After mostly struggling to score through their first six games, the Great Danes scored 83 points each game against NJIT last weekend, and made 56.1% of their shots in securing a sweep.
But?
“Obviously,” UAlbany graduate student Jarvis Doles said, “that’s not going to happen every game.”
By that, Doles — a 6-foot-9 forward — simply meant that the Great Danes know they’re not going to connect on such a high percentage of shots each game moving forward. Through Wednesday’s action, only 19 teams across the country are making 50% or better of their field-goal attempts, and the mark of the best-shooting team — undefeated Gonzaga, which is ranked No. 1 in the country — is 55.3%, which comes up shy of the percentage of shots the Great Danes made last weekend.
The Great Danes were shooting 42% from the field and averaging 63.7 points per game heading into their weekend series with NJIT. But, as the Great Danes move forward, starting with games this weekend at New Hampshire, they’re confident they can look more like the team from this past weekend than from their first six games.
“I think if we continue to share the ball, and take the right shots, and be unselfish and play together, then I think that we can continue to have successful nights on offense,” Doles said Wednesday during a teleconference with reporters.
Head coach Will Brown sees it that way, too.
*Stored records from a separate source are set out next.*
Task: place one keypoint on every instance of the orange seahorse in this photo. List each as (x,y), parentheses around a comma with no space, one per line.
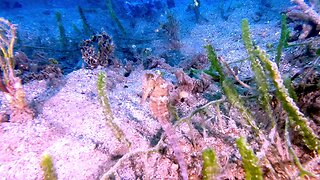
(156,87)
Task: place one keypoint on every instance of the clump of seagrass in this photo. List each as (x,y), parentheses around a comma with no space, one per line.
(48,168)
(98,50)
(297,120)
(260,76)
(157,88)
(11,85)
(249,160)
(104,100)
(211,166)
(216,71)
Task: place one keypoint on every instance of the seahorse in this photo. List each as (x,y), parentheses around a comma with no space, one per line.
(157,88)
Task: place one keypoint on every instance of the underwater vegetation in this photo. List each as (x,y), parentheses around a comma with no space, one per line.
(11,85)
(172,94)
After a 2019-20 season that saw the Great Danes receive little offense from their bigs on a team that only had one player — Ahmad Clark, who was a senior — able to consistently create offense off the dribble, Brown set out to change that during the offseason.
A major part of that was bringing in five transfers.
Each of those veteran newcomers is averaging double-digit minutes, and four of them — Doles, juniors Jamel Horton and CJ Kelly, and graduate student Kellon Taylor — are averaging more than eight points per game.
“We’re fortunate that the transfers that we’ve brought in are all contributing, and contributing a lot,” said Brown, whose program also saw graduate student Chuck Champion — another transfer, who missed nearly all of last season because of an injury — play 20-plus minutes this past weekend for the first time.
This weekend’s opponent, New Hampshire, plays at one of the slowest tempos in the conference — and Brown said the Great Danes know that head coach Bill Herrion’s Wildcats “want to defend, rebound and make it ugly.”
Horton said UAlbany is confident its improved offense wasn’t a one-weekend fluke. The team’s ball movement was better last weekend, and that was a key factor in producing so many quality shots.
“But we also have to understand that we can’t control if shots fall or not. No matter how many good shots we take, how much we move the ball, shots may not fall — and we have to be able to win games when shots are not falling,” Horton said. “So while we want to be aggressive, and knock down shots and be that balanced-attack team, we have to understand it’s not going to be like that every game and we have to be able to win when it’s not like that. It’s easy to win when you make shots — or, easier, I should say.”